An mehreren Stellen betont der Rat die Wichtigkeit eines Dialogs mit Bürger*innen, aber von Mitbestimmung ist nicht die Rede. Gleichzeitig wird immer wieder die Rolle der EU-Institutionen betont. So heißt es in Absatz 9 unter der Rubrik „Organisation und Funktionsweise der Konferenz“: „Die Organisation der Konferenz sollte sich auf mehrere Schlüsselprinzipien stützen: 1) Gleichheit zwischen den Institutionen auf allen Ebenen, 2) Achtung der Befugnisse jeder Institution, 3) Effizienz und Vermeidung unnötiger Bürokratie, 4) effektive Einbeziehung der Bürger.“ Die Einbeziehung der Bürger*innen steht hier an vierter Stelle, während die Punkte eins bis drei sich mit der Rolle der Institutionen befassen. Immerhin akzeptiert der Rat aber eine Beteiligung des Ausschusses der Regionen und des Europäischen Wirtschafts- und Sozialausschusses.

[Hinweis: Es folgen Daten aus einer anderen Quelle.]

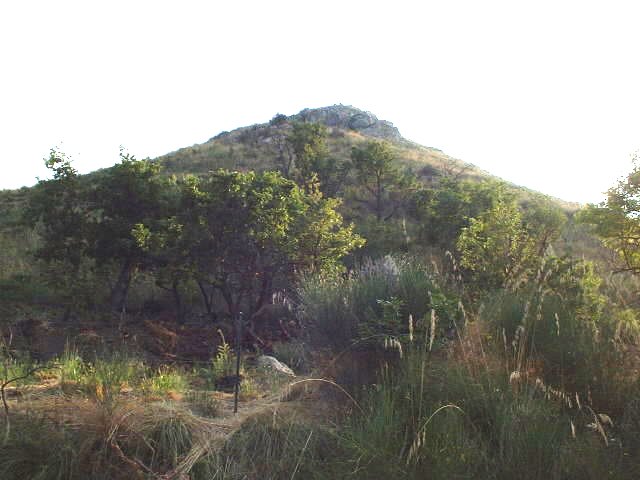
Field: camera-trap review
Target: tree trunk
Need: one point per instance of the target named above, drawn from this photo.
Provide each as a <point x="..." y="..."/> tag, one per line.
<point x="178" y="302"/>
<point x="207" y="300"/>
<point x="120" y="289"/>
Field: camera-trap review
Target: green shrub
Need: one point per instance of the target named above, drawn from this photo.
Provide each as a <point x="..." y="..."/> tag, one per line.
<point x="373" y="302"/>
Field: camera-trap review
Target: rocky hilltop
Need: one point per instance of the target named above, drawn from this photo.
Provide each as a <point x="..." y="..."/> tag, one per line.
<point x="343" y="117"/>
<point x="350" y="118"/>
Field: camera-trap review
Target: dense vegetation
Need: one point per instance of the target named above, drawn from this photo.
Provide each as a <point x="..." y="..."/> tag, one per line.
<point x="459" y="327"/>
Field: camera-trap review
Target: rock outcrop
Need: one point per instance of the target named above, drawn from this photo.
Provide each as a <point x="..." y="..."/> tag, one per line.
<point x="350" y="118"/>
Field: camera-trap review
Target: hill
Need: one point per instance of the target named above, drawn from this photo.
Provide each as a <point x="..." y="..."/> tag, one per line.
<point x="262" y="146"/>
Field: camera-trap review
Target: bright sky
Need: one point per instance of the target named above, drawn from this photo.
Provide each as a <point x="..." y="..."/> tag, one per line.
<point x="545" y="94"/>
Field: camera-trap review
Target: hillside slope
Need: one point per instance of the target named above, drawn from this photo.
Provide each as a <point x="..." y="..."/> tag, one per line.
<point x="262" y="147"/>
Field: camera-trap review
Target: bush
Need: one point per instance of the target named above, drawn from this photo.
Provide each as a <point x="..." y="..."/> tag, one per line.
<point x="372" y="303"/>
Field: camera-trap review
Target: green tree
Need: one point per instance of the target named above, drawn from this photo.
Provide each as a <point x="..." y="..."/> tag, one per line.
<point x="58" y="209"/>
<point x="308" y="143"/>
<point x="93" y="220"/>
<point x="617" y="220"/>
<point x="498" y="248"/>
<point x="246" y="231"/>
<point x="444" y="210"/>
<point x="379" y="178"/>
<point x="131" y="193"/>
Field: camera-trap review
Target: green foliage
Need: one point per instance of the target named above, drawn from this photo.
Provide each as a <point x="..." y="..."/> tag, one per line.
<point x="87" y="223"/>
<point x="373" y="302"/>
<point x="617" y="220"/>
<point x="379" y="178"/>
<point x="504" y="246"/>
<point x="243" y="231"/>
<point x="444" y="210"/>
<point x="567" y="331"/>
<point x="164" y="380"/>
<point x="273" y="448"/>
<point x="223" y="364"/>
<point x="308" y="142"/>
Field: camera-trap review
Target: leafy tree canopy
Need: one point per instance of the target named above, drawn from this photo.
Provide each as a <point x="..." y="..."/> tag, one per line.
<point x="617" y="220"/>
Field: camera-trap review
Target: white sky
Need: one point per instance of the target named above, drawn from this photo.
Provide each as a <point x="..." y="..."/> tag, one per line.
<point x="545" y="94"/>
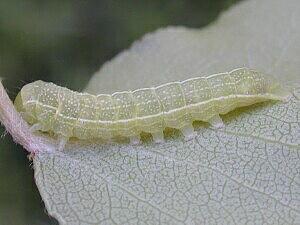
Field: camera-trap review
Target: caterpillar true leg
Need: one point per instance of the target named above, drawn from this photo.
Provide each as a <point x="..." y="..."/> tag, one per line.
<point x="216" y="122"/>
<point x="36" y="127"/>
<point x="67" y="113"/>
<point x="158" y="137"/>
<point x="188" y="132"/>
<point x="135" y="140"/>
<point x="62" y="141"/>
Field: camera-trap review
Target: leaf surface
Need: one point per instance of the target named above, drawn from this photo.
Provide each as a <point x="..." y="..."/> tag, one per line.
<point x="246" y="173"/>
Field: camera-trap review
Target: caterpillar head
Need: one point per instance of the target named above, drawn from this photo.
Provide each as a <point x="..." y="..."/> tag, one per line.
<point x="25" y="110"/>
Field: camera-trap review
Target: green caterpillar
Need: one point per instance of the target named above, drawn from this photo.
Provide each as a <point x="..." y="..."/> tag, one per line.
<point x="66" y="113"/>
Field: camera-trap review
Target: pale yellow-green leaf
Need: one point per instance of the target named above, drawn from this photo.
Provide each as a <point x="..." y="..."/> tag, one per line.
<point x="246" y="173"/>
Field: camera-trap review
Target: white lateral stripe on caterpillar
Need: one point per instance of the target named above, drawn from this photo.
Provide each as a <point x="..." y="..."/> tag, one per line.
<point x="265" y="96"/>
<point x="127" y="113"/>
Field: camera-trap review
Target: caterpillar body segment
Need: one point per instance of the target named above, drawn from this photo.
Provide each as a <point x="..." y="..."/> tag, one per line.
<point x="66" y="113"/>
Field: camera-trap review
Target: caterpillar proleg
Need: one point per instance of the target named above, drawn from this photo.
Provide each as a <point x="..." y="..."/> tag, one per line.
<point x="66" y="113"/>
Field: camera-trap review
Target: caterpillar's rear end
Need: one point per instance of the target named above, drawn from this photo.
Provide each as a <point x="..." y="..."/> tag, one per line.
<point x="66" y="113"/>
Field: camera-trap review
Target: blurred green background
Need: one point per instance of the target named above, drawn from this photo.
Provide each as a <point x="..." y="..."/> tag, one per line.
<point x="66" y="41"/>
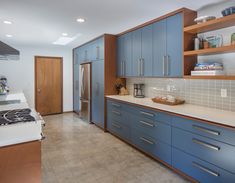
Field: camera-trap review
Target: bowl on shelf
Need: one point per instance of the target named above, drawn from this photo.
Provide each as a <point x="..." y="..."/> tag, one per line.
<point x="204" y="19"/>
<point x="228" y="11"/>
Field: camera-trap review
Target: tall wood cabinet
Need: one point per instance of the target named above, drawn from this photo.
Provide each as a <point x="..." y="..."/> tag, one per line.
<point x="101" y="53"/>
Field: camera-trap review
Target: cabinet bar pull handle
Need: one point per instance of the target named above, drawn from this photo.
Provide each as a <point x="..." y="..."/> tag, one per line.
<point x="206" y="130"/>
<point x="123" y="65"/>
<point x="146" y="123"/>
<point x="115" y="112"/>
<point x="206" y="144"/>
<point x="167" y="65"/>
<point x="163" y="64"/>
<point x="97" y="52"/>
<point x="117" y="126"/>
<point x="146" y="140"/>
<point x="205" y="169"/>
<point x="146" y="113"/>
<point x="142" y="67"/>
<point x="116" y="105"/>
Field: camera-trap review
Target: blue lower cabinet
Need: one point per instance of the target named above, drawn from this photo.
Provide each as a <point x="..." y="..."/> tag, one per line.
<point x="156" y="129"/>
<point x="118" y="129"/>
<point x="151" y="145"/>
<point x="217" y="133"/>
<point x="215" y="152"/>
<point x="200" y="170"/>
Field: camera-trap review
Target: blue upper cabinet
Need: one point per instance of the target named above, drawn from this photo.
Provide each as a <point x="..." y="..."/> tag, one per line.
<point x="136" y="52"/>
<point x="175" y="46"/>
<point x="124" y="56"/>
<point x="147" y="51"/>
<point x="97" y="49"/>
<point x="159" y="48"/>
<point x="142" y="51"/>
<point x="153" y="51"/>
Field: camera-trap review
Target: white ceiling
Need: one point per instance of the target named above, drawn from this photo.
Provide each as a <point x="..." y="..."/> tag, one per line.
<point x="41" y="22"/>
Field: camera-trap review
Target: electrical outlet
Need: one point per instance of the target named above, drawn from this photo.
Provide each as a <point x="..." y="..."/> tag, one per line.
<point x="224" y="93"/>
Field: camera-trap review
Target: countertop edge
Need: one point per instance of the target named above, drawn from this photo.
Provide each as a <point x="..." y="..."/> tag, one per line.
<point x="175" y="113"/>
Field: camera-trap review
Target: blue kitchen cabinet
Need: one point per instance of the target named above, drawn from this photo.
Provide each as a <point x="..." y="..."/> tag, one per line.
<point x="200" y="170"/>
<point x="96" y="50"/>
<point x="142" y="52"/>
<point x="147" y="51"/>
<point x="124" y="56"/>
<point x="76" y="80"/>
<point x="159" y="48"/>
<point x="168" y="47"/>
<point x="97" y="112"/>
<point x="174" y="42"/>
<point x="136" y="52"/>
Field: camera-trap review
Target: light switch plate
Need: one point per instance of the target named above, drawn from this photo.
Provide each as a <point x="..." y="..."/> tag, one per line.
<point x="224" y="93"/>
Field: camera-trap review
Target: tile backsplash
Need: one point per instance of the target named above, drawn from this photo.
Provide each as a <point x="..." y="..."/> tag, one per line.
<point x="198" y="92"/>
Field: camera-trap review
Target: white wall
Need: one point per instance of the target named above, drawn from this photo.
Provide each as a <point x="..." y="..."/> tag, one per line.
<point x="20" y="73"/>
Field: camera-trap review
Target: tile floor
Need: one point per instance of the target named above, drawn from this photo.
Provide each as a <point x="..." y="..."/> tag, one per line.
<point x="75" y="152"/>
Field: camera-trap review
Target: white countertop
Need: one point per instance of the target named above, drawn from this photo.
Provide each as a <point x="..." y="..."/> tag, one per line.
<point x="226" y="118"/>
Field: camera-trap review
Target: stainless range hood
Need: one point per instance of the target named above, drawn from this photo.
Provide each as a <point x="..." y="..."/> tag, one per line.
<point x="8" y="53"/>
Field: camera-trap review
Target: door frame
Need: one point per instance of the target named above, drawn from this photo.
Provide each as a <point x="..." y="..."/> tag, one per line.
<point x="35" y="80"/>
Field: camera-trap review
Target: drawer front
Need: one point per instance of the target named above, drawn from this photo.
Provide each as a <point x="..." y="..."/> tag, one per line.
<point x="207" y="130"/>
<point x="151" y="145"/>
<point x="153" y="115"/>
<point x="158" y="130"/>
<point x="215" y="152"/>
<point x="200" y="170"/>
<point x="118" y="112"/>
<point x="119" y="129"/>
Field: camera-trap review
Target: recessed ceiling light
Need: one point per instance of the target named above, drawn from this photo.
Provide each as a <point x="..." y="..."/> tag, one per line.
<point x="7" y="22"/>
<point x="80" y="20"/>
<point x="64" y="34"/>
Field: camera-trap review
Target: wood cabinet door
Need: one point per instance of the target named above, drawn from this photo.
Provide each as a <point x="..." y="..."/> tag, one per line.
<point x="175" y="45"/>
<point x="49" y="85"/>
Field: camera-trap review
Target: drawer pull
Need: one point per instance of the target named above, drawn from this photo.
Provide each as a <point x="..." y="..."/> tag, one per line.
<point x="147" y="114"/>
<point x="115" y="112"/>
<point x="205" y="169"/>
<point x="147" y="124"/>
<point x="116" y="126"/>
<point x="116" y="105"/>
<point x="212" y="132"/>
<point x="146" y="140"/>
<point x="206" y="144"/>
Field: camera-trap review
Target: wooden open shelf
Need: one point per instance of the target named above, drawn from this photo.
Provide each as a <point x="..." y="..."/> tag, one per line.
<point x="210" y="77"/>
<point x="211" y="51"/>
<point x="211" y="25"/>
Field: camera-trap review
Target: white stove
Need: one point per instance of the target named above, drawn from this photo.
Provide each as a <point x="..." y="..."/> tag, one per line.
<point x="19" y="126"/>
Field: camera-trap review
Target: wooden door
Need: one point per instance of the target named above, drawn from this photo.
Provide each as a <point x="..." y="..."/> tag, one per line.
<point x="48" y="85"/>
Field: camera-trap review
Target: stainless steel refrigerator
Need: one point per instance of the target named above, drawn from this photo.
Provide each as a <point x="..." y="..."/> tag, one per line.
<point x="84" y="91"/>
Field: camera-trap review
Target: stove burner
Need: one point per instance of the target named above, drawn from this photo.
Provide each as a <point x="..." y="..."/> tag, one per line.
<point x="15" y="116"/>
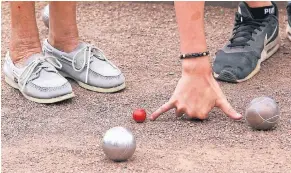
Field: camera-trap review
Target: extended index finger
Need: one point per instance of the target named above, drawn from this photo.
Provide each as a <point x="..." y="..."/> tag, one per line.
<point x="164" y="108"/>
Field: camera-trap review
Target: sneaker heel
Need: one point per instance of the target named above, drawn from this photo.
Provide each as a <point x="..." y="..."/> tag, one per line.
<point x="11" y="82"/>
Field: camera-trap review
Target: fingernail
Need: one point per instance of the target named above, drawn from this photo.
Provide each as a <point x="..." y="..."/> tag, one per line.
<point x="239" y="116"/>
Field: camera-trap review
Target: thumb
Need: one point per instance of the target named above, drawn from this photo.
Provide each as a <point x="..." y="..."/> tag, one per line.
<point x="224" y="105"/>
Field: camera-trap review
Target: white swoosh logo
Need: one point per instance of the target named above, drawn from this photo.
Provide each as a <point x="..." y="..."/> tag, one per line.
<point x="266" y="38"/>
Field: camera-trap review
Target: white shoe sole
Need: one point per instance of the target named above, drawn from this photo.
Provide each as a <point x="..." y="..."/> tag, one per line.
<point x="38" y="100"/>
<point x="288" y="32"/>
<point x="96" y="89"/>
<point x="267" y="52"/>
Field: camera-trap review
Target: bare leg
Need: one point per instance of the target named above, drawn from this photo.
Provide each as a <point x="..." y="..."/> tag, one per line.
<point x="63" y="31"/>
<point x="255" y="4"/>
<point x="24" y="33"/>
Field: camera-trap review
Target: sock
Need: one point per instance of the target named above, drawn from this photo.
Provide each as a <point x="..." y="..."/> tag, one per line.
<point x="262" y="12"/>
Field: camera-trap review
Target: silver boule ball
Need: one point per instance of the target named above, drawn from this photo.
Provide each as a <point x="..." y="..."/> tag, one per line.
<point x="262" y="113"/>
<point x="118" y="144"/>
<point x="45" y="15"/>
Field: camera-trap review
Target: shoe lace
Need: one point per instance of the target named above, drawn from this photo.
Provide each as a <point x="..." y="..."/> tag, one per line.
<point x="32" y="71"/>
<point x="244" y="28"/>
<point x="89" y="53"/>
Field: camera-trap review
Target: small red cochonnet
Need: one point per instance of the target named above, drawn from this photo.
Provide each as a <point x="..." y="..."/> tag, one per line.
<point x="139" y="115"/>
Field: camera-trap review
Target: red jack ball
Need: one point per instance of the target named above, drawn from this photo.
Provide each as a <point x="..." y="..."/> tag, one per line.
<point x="139" y="115"/>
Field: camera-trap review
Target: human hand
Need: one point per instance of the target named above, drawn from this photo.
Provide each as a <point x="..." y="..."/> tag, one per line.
<point x="197" y="92"/>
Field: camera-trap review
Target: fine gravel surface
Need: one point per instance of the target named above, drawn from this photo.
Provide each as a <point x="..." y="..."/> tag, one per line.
<point x="142" y="39"/>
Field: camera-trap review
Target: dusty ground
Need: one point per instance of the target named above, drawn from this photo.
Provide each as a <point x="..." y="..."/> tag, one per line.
<point x="142" y="39"/>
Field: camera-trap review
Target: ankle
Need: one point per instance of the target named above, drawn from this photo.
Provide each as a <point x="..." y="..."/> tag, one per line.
<point x="22" y="49"/>
<point x="65" y="45"/>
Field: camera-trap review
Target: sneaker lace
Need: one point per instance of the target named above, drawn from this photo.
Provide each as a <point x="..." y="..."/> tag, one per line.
<point x="89" y="53"/>
<point x="244" y="28"/>
<point x="32" y="71"/>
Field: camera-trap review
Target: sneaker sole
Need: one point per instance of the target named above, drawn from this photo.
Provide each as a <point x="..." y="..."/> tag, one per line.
<point x="96" y="89"/>
<point x="288" y="32"/>
<point x="38" y="100"/>
<point x="267" y="52"/>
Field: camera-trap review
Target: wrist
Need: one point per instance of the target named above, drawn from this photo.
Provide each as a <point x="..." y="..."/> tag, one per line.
<point x="200" y="65"/>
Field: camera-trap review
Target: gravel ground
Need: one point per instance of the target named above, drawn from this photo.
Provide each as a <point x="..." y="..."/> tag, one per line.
<point x="142" y="39"/>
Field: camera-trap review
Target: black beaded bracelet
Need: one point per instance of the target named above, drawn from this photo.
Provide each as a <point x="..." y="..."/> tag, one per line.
<point x="194" y="55"/>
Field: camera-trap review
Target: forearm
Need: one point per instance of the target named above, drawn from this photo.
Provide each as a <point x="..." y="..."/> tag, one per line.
<point x="190" y="19"/>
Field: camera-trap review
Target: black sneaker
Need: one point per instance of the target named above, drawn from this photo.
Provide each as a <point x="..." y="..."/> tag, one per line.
<point x="253" y="41"/>
<point x="288" y="28"/>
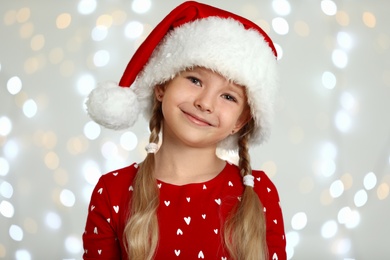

Eine Einbeziehung von Bürger*innen und Interessenvertreter soll nach Ratsvorstellung durch Debatten auf nationaler, regionaler Ebene und europäischer Ebene erfolgen. Dazu sollten mehrsprachige Internet-Plattformen und Bürgerpanels in den Mitgliedstaaten zur Verfügung gestellt werden. Aber immerhin nennt das Ratspapier jetzt einige Schwerpunktthemen: 1. Nachhaltigkeit; 2. gesellschaftliche Herausforderungen; 3. Innovation, Wettbewerbsfähigkeit und digitale Transformation; 4. Grundwerte, Rechte und Freiheiten; 5. internationale Rolle der EU.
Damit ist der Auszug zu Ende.